For production (needs Docker):

• Build a docker image with a production build of the app
• Note: Automated tests run during the build process and must pass

docker build -t leagr:latest

• Run the docker container (The app will be available at http://localhost:3000)

docker run -d \
  --name leagr \
  --restart unless-stopped \
  -p 3000:3000 \
  -v /path/to/data/on/host:/app/data \
  -v /path/to/logs/on/host:/app/logs \
  -e ALLOWED_ORIGIN="https://your-production-url.com,http://localhost:3000" \
  -e API_KEY="a1b2c3d4-e5f6-7890-abcd-ef1234567890" \
  -e APP_URL="https://your-production-url.com" \
  -e MAILGUN_SENDING_KEY="your-mailgun-sending-key" \
  -e MAILGUN_DOMAIN="your-mailgun-domain.com" \
  -e BODY_SIZE_LIMIT=6291456 \
  -e LOG_LEVEL="info" \
  -e OPENAI_API_KEY="sk-..." \
  leagr:latest

Expose the app to the internet by configuring your web server or reverse proxy (e.g.

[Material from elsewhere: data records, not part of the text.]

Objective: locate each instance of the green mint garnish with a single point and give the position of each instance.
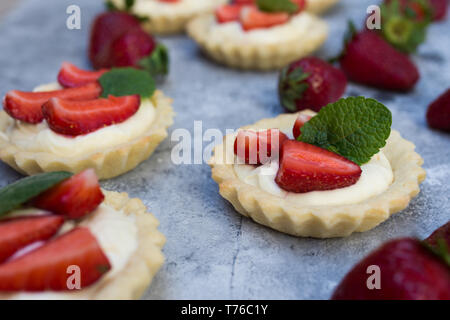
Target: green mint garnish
(277, 6)
(127, 81)
(354, 127)
(291, 86)
(22, 191)
(157, 63)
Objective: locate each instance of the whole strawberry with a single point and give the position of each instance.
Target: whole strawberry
(118, 40)
(368, 59)
(310, 83)
(408, 271)
(405, 22)
(106, 28)
(438, 114)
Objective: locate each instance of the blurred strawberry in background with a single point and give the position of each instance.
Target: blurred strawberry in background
(310, 83)
(409, 269)
(117, 40)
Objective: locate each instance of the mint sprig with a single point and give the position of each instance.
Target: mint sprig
(291, 86)
(354, 127)
(127, 81)
(277, 6)
(22, 191)
(157, 63)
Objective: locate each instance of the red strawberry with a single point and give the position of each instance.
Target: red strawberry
(80, 117)
(441, 233)
(305, 167)
(244, 1)
(408, 271)
(438, 114)
(73, 198)
(70, 76)
(106, 28)
(310, 83)
(439, 9)
(299, 122)
(252, 18)
(46, 268)
(19, 232)
(130, 48)
(301, 4)
(27, 106)
(257, 147)
(228, 12)
(370, 60)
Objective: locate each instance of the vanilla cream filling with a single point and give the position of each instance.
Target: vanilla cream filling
(117, 235)
(159, 8)
(40, 138)
(376, 177)
(297, 27)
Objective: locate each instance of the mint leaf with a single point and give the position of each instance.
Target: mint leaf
(127, 81)
(354, 127)
(16, 194)
(157, 63)
(277, 6)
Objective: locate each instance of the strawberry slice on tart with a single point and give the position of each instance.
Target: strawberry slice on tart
(305, 167)
(70, 76)
(45, 268)
(73, 198)
(27, 106)
(81, 117)
(258, 147)
(16, 233)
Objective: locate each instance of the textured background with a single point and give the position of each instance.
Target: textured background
(212, 252)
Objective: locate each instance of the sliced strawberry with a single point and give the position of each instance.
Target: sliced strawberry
(27, 106)
(258, 147)
(299, 122)
(80, 117)
(305, 167)
(19, 232)
(46, 268)
(70, 76)
(74, 197)
(106, 28)
(228, 13)
(252, 18)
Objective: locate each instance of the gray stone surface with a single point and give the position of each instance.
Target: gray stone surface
(212, 252)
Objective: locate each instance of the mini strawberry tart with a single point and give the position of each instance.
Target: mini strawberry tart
(266, 35)
(166, 16)
(62, 237)
(344, 171)
(109, 120)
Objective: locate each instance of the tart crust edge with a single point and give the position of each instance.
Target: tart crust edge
(255, 56)
(322, 221)
(107, 163)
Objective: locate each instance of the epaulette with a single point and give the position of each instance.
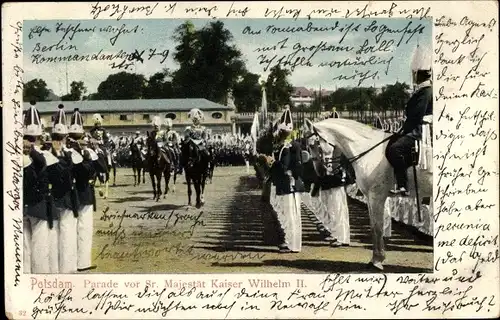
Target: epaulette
(27, 160)
(50, 159)
(76, 157)
(93, 154)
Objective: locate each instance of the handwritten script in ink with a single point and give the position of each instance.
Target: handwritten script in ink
(64, 42)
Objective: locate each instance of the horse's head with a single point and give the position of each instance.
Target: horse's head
(321, 150)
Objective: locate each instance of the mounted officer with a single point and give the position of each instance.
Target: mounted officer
(101, 136)
(286, 175)
(84, 173)
(172, 140)
(158, 135)
(399, 149)
(197, 133)
(65, 193)
(39, 229)
(45, 140)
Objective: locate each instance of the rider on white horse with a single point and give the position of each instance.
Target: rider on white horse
(45, 139)
(99, 134)
(196, 132)
(172, 139)
(399, 149)
(158, 134)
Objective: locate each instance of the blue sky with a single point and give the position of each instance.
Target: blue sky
(156, 34)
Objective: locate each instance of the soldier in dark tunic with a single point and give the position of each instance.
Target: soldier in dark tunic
(286, 174)
(38, 220)
(100, 136)
(64, 192)
(84, 173)
(399, 149)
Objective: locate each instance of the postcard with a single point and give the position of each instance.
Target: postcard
(213, 160)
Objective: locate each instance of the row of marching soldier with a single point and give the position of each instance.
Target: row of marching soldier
(59, 197)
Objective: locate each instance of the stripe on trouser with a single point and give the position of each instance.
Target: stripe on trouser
(67, 241)
(85, 226)
(39, 251)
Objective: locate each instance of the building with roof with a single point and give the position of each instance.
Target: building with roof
(301, 95)
(128, 116)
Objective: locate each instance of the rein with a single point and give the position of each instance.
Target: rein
(354, 158)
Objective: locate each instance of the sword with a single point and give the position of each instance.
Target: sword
(415, 155)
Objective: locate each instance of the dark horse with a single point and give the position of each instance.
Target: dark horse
(139, 163)
(159, 163)
(211, 163)
(196, 165)
(103, 171)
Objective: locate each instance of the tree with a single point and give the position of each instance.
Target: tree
(122, 85)
(247, 93)
(185, 54)
(37, 90)
(209, 65)
(278, 88)
(76, 92)
(158, 87)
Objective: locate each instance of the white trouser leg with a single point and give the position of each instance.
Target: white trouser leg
(39, 246)
(85, 227)
(67, 242)
(27, 244)
(54, 247)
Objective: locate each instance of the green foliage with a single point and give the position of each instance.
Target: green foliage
(209, 65)
(77, 91)
(37, 90)
(392, 97)
(247, 93)
(278, 88)
(159, 87)
(122, 86)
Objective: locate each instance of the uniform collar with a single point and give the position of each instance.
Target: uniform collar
(424, 84)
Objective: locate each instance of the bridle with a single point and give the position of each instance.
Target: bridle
(350, 160)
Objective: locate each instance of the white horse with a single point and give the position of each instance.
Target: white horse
(365, 148)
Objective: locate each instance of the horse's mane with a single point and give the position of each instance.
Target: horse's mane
(350, 129)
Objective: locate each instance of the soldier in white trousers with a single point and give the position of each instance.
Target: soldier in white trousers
(38, 224)
(64, 193)
(84, 174)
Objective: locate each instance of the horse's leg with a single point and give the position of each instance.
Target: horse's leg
(188, 180)
(106, 185)
(135, 181)
(175, 179)
(143, 174)
(153, 182)
(197, 189)
(167, 180)
(159, 175)
(376, 212)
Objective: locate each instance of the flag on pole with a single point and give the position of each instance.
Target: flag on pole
(263, 107)
(254, 131)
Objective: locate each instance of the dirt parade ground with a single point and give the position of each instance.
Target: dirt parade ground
(135, 234)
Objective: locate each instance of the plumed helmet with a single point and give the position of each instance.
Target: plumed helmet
(168, 123)
(60, 126)
(97, 118)
(76, 124)
(196, 114)
(31, 121)
(285, 123)
(422, 59)
(43, 123)
(156, 122)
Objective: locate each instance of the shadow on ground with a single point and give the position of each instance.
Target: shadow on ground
(325, 266)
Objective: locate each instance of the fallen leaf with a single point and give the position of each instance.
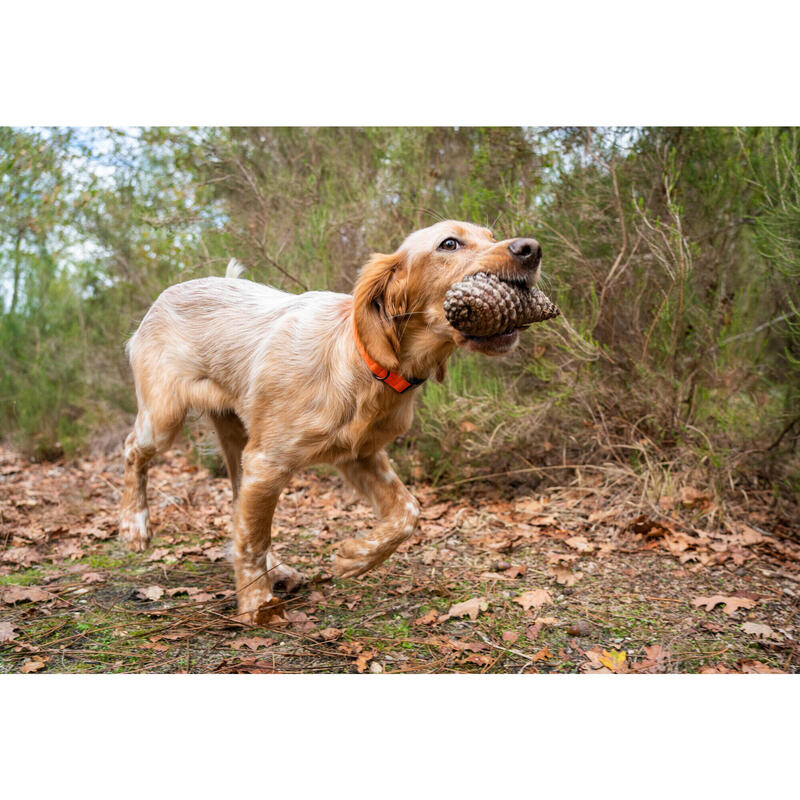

Nginx, Apache) to forward requests to port 3000.

Environment Variables:

• ALLOWED_ORIGIN: Comma-separated allowed origins (required for CORS protection)
• API_KEY: Secure API key for endpoint access (required for API authentication)
• APP_URL: The base URL of your application (used for generating links in emails)
• MAILGUN_SENDING_KEY: Mailgun API key for sending emails
• MAILGUN_DOMAIN: Mailgun domain for sending emails
• BODY_SIZE_LIMIT: Maximum request body size in bytes (default: 524288 / 512KB). Set to 6291456 (6MB) for avatar uploads
• LOGS_DIR: Directory path for application logs (default: /app/logs). Mount as volume for persistent logs
• LOG_LEVEL: The level of logging messages to keep in the application log. Possible values: debug, info, warn, or error (default: info)
• OPENAI_API_KEY: An active OpenAI API Key for team logo generation

Notes:

• Replace /path/to/data/on/host with the actual path to the data directory on your host machine
• Replace /path/to/logs/on/host with the actual path to the logs directory on your host machine
• Replace a1b2c3d4-e5f6-7890-abcd-ef1234567890 with a secure, randomly generated API key
• Replace the allowed origins, app URL with your actual domain(s)
• Replace Mailgun credentials with your actual Mailgun account details
• The BODY_SIZE_LIMIT is set to 6MB (6291456 bytes) to support avatar uploads up to 5MB

License

This project is licensed under the MIT License - see the LICENSE file for details.